The recently released Intel Optane, and particularly the 2nd generation Optane to be released in early 2020, has a latency of only 10-20us [1], which is becoming close to memory latency ([2]). It is also worth noting that a 4KB data transfer size is rather small, and applications often use larger transfer granularity. The gap narrows further with larger transfer sizes since all storage technologies suffer a significant initial access latency. For example, the current Samsung Evo Plus SSD can achieve read rate of 3 GB/sec and the 2nd generation Optane should also achieve similar rates. Thus the actual

time required to read a 4KB block is only about 1.3us; the rest being overhead. Thus large transfers from SSDs and Optanes may reduce the gap between memory and storage latency to only a few X.

With very fast storage, the overhead of caching mechanisms in terms of both computation and memory reads/writes becomes significant. For example, a mechanism that requires maintaining substantial amount of information about the access patterns to enable intelligent prefetching or retention could become unattractive unless the additional overhead can be more than compensated by the improvement in the hit rate. Consequently, we will largely use the popular LRU (leastrecently used) caching mechanism [3] as a baseline because of its simplicity and effectiveness in practice. However, we will also evaluate some variants of LRU as well, as discussed below; however, it is important to note that sophisticated, high-overhead caching mechanisms, are less likely to be useful as the storage latency goes down.
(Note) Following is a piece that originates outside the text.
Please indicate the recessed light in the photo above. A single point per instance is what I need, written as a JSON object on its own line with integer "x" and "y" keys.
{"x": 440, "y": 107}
The outline of the rest of the paper is as follows. Section II discusses the related work. Section III discusses the methodology and implementation of FussyCache. Section IV then discusses the experimental evaluation. Finally, section VI concludes the paper.

# **II. Related Work**

Caching is an extremely rich area with numerous algorithms; the most popular ones being LRU and its variants such as LFU, ARC (Adaptive Replacement Cache) ( [4]), ACME ( [5]), and Sequential Adaptive Replacement Cache (SARC) [6]. Other related algorithms include Adaptive Multistream Prefetching (AMP) [7], Domino [8], Sampled Temporal Memory Streaming (STMS) [9], Tombolo [10], etc.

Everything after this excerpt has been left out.